A influenciadora Camila Loures anunciou nas redes sociais que se submeteu a um procedimento para remover uma veia visível na testa. A motivação para a intervenção foi estética. Ela explicou: “Eu tinha uma veia na testa que aparecia quando eu sorria muito, ficava ansiosa ou nervosa. Ela saltava, marcava bastante. Ele (cirurgião) queimou a veia, então vai ficar o vergão, o roxo, por uns dias”.
Embora o procedimento tenha ganhado popularidade entre alguns pacientes, como a cantora Anitta, que também relatou ter realizado a mesma intervenção em 2024, a técnica ainda carece de consenso entre especialistas e respaldo científico. Cirurgiões alertam que não existem evidências suficientes sobre a segurança da técnica e que podem ocorrer complicações graves, como comprometimento da visão.
A veia que costuma causar incômodo é a supratroclear, localizada entre as sobrancelhas. Ela faz parte do sistema de drenagem venosa da face e, na maioria dos casos, não representa problemas de saúde. O incômodo é, portanto, estético e pode se acentuar com o tempo devido ao envelhecimento, que provoca o afinamento da pele e a redução de gordura e colágeno.

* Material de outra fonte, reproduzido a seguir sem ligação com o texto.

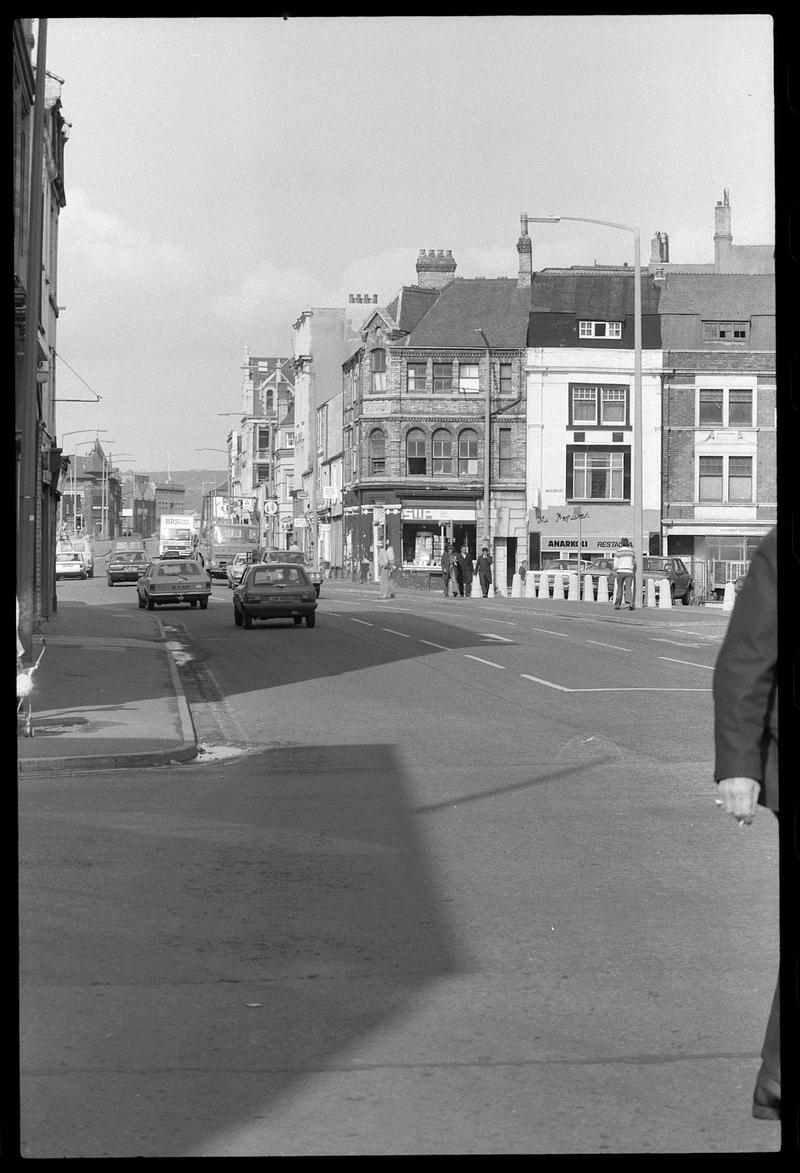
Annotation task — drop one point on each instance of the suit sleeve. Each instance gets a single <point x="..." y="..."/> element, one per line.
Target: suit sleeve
<point x="745" y="675"/>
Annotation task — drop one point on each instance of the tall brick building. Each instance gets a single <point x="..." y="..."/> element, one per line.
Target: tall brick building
<point x="415" y="397"/>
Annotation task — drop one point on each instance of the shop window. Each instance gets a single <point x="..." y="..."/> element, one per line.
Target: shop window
<point x="417" y="462"/>
<point x="377" y="453"/>
<point x="442" y="453"/>
<point x="468" y="453"/>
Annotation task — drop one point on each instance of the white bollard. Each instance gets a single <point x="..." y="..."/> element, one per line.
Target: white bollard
<point x="664" y="592"/>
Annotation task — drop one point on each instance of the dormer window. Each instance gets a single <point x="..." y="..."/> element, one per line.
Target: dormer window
<point x="600" y="329"/>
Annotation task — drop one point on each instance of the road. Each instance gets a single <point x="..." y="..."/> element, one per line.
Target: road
<point x="447" y="877"/>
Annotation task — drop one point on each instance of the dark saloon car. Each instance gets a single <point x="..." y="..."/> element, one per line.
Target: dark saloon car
<point x="126" y="567"/>
<point x="174" y="581"/>
<point x="675" y="570"/>
<point x="275" y="590"/>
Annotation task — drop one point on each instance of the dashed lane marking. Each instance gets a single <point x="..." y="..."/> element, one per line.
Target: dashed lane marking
<point x="467" y="656"/>
<point x="709" y="668"/>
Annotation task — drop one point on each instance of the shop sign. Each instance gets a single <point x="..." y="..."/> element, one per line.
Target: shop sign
<point x="446" y="513"/>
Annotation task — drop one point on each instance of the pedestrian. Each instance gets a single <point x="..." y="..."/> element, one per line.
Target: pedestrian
<point x="447" y="557"/>
<point x="483" y="570"/>
<point x="467" y="573"/>
<point x="386" y="570"/>
<point x="745" y="691"/>
<point x="624" y="570"/>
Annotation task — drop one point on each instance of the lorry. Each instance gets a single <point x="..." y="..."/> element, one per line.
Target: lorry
<point x="176" y="534"/>
<point x="229" y="526"/>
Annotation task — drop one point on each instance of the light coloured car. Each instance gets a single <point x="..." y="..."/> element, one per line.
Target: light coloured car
<point x="69" y="564"/>
<point x="174" y="581"/>
<point x="275" y="590"/>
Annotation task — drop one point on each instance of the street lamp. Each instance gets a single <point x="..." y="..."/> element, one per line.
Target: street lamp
<point x="636" y="496"/>
<point x="487" y="438"/>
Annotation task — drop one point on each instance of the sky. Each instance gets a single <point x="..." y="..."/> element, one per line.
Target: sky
<point x="225" y="174"/>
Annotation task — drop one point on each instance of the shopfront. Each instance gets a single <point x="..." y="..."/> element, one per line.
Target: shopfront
<point x="427" y="527"/>
<point x="558" y="533"/>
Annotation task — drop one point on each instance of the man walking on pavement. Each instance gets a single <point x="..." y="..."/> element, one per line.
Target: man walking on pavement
<point x="624" y="569"/>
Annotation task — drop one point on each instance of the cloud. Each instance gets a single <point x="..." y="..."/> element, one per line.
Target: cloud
<point x="120" y="253"/>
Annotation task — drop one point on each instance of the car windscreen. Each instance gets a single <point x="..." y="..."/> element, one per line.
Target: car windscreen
<point x="271" y="576"/>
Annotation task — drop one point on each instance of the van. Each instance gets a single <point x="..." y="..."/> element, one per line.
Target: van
<point x="76" y="543"/>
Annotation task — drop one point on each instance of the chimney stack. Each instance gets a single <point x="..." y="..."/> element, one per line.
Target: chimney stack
<point x="435" y="270"/>
<point x="526" y="250"/>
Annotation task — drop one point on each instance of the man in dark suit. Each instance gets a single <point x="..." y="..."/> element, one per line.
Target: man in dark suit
<point x="745" y="691"/>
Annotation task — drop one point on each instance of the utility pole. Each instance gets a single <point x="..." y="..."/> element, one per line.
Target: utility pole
<point x="27" y="409"/>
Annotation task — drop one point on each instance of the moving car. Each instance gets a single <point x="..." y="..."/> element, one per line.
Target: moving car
<point x="126" y="567"/>
<point x="236" y="569"/>
<point x="69" y="564"/>
<point x="174" y="581"/>
<point x="302" y="560"/>
<point x="673" y="569"/>
<point x="275" y="590"/>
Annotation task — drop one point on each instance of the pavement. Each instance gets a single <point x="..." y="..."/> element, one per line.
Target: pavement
<point x="103" y="697"/>
<point x="90" y="710"/>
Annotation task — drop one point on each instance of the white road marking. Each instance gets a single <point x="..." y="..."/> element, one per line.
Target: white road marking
<point x="548" y="684"/>
<point x="709" y="668"/>
<point x="467" y="656"/>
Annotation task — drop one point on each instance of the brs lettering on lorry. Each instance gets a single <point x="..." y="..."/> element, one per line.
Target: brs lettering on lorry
<point x="176" y="534"/>
<point x="229" y="527"/>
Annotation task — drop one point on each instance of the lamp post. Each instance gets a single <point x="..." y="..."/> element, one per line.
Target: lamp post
<point x="487" y="440"/>
<point x="636" y="495"/>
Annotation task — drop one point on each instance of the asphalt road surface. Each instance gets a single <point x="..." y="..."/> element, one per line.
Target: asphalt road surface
<point x="446" y="877"/>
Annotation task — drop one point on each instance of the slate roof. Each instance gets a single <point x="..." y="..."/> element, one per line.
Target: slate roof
<point x="592" y="295"/>
<point x="494" y="304"/>
<point x="718" y="296"/>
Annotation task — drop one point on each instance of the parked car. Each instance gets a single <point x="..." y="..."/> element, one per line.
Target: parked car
<point x="673" y="569"/>
<point x="275" y="590"/>
<point x="174" y="581"/>
<point x="236" y="569"/>
<point x="302" y="560"/>
<point x="69" y="564"/>
<point x="126" y="567"/>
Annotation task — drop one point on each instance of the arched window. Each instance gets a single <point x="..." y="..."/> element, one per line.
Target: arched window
<point x="378" y="370"/>
<point x="377" y="453"/>
<point x="468" y="453"/>
<point x="442" y="453"/>
<point x="415" y="459"/>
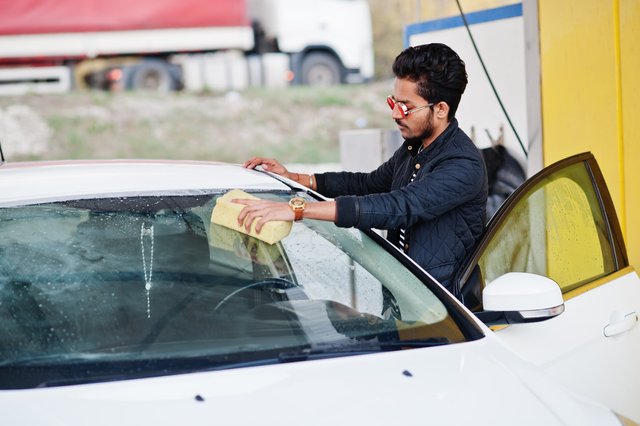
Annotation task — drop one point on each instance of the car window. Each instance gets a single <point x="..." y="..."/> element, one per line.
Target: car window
<point x="555" y="228"/>
<point x="99" y="289"/>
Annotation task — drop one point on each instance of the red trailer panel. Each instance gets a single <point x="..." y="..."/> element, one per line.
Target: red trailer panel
<point x="68" y="16"/>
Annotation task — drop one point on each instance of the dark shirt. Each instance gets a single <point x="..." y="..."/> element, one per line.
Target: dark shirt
<point x="443" y="210"/>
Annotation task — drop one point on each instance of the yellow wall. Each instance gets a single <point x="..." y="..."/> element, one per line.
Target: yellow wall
<point x="590" y="62"/>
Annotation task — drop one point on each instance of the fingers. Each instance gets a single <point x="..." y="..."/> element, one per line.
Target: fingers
<point x="261" y="212"/>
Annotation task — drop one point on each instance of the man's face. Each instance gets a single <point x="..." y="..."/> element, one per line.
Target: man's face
<point x="416" y="125"/>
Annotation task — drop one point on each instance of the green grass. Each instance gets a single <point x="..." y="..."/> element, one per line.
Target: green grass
<point x="295" y="124"/>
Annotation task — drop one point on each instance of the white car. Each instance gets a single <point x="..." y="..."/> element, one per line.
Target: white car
<point x="121" y="303"/>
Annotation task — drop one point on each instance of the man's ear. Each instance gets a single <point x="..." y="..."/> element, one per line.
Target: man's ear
<point x="441" y="109"/>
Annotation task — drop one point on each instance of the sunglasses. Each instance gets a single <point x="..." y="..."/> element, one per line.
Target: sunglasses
<point x="393" y="104"/>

Para tratar essa condição, existem abordagens a laser que atuam diretamente sobre o vaso. As principais técnicas são o laser transdérmico, aplicado na superfície da pele, e o endovenoso, realizado no interior da veia. A cirurgiã vascular Aline Lamaita destacou que, atualmente, não há estudos que comprovem a segurança ou a taxa de complicações desses procedimentos.
A anatomia da região exige cautela. A cirurgiã plástica Gabriela Schwartzmann, da Sociedade Brasileira de Cirurgia Plástica (SBCP), explicou que esses vasos estão conectados a estruturas ligadas à visão, o que aumenta o risco de embolização e comprometimento visual. Outras complicações potenciais incluem necrose da pele, congestão sanguínea, fibrose e lesões térmicas.
Além disso, a cirurgiã Beatriz Lassance ressaltou que fatores como infecções locais e pele bronzeada podem contraindicar o procedimento. Diante das incertezas sobre a segurança da técnica, especialistas recomendam cautela e uma avaliação individualizada dos riscos e benefícios.